Using Caterpillar To Gauge Global Demand Tells A Positive Story

| About: Caterpillar Inc. (CAT)

By Jason Jenkins

Caterpillar Inc. (NYSE: CAT) has come to terms to buy Hong Kong-listed ERA Mining Machinery in a deal valued at as much as $887 million.

The offer, a 33-percent premium to ERA’s most recent share price, is another bet by Caterpillar that demand for mining equipment and growth in China will stay strong.

ERA is a Chinese maker of coal-mining equipment, specializing in hydraulic roof supports. Formerly known as ERA Holdings Global, it completed a reverse takeover in September 2010 to transform it into a mining machinery maker.

But more importantly, Caterpillar’s move to acquire it could be a strong sign that global demand isn’t weakening, as many pundits are claiming. But we’ll get to that in a minute…

Acquisition Follows Strong Third Quarter

Caterpillar, which manufactures everything from black-and-yellow excavators and harvesters to diesel-electric locomotives, recently reported a stellar quarter. It earned $1.14 billion (or $1.71 per share) in the third quarter – an increase of 44 percent from $792 million, or $1.22 per share, in 2010.

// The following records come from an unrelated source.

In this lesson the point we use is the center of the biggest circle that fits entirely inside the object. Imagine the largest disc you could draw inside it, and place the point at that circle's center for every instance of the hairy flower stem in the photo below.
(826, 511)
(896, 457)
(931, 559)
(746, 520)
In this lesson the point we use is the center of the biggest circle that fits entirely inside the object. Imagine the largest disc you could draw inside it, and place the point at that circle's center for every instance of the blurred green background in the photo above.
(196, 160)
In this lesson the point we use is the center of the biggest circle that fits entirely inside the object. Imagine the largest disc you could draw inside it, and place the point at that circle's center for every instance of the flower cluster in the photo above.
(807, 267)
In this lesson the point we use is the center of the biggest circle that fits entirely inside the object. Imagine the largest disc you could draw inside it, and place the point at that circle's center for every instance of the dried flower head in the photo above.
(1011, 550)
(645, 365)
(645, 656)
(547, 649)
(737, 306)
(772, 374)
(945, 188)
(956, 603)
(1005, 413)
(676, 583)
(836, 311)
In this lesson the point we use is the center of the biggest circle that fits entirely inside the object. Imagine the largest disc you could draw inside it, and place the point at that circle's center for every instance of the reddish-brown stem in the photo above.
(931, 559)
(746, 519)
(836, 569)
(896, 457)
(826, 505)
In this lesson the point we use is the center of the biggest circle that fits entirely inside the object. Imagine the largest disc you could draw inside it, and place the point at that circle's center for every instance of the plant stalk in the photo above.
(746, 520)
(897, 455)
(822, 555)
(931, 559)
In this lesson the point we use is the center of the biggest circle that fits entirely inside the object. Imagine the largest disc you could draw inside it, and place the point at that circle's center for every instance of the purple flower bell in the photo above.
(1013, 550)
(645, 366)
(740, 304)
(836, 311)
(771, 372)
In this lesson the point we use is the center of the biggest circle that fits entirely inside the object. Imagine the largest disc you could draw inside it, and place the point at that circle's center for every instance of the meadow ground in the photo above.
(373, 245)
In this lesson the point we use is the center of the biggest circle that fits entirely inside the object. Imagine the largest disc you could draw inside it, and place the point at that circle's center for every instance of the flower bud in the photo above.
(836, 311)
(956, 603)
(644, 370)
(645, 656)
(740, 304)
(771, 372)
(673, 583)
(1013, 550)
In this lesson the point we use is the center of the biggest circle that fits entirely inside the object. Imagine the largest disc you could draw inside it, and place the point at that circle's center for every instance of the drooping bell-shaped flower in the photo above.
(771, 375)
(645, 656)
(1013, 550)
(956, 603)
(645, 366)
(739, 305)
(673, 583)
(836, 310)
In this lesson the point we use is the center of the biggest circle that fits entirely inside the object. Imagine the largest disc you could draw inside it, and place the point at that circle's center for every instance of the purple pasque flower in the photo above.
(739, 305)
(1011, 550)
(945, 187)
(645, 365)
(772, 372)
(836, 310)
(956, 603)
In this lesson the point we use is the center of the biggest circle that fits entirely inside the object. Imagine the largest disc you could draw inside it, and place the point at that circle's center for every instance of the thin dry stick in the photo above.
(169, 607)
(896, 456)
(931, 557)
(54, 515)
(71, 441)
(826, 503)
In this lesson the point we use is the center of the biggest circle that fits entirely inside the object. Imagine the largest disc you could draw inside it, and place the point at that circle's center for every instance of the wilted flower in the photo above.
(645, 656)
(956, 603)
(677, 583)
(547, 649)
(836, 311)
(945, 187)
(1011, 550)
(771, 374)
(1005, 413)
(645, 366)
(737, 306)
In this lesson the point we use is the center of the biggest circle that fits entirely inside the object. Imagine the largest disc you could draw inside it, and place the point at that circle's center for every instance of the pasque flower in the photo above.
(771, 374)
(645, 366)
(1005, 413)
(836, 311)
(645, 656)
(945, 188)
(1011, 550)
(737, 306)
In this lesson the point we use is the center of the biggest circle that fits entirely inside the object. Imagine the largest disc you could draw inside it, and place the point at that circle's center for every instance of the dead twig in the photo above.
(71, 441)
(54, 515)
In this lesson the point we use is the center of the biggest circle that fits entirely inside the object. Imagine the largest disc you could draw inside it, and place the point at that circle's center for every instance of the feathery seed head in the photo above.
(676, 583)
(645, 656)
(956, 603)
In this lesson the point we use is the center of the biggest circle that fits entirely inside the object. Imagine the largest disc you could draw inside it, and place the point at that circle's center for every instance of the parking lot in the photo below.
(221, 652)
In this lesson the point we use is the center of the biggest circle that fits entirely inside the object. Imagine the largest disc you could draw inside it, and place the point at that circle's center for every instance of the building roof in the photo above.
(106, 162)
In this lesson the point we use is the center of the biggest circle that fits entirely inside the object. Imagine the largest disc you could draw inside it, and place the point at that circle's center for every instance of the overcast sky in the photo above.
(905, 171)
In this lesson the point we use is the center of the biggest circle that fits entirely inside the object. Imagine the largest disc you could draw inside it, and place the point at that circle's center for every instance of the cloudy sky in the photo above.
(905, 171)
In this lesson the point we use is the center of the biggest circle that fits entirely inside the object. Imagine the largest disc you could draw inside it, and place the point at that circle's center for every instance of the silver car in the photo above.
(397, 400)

Revenue increased 41 percent to $15.72 billion due to an international demand for machinery. Emerging markets continued to need construction equipment as their economies grow. More mature countries and economies – while experiencing weak growth – needed to replace older equipment.

Resource industries sales, which include mining equipment, more than doubled to $4.6 billion, while construction equipment sales rose 41 percent to $4.9 billion. Power generation sales increased 21 percent to $5.08 billion. The company backlog reached $28.6 billion during the quarter.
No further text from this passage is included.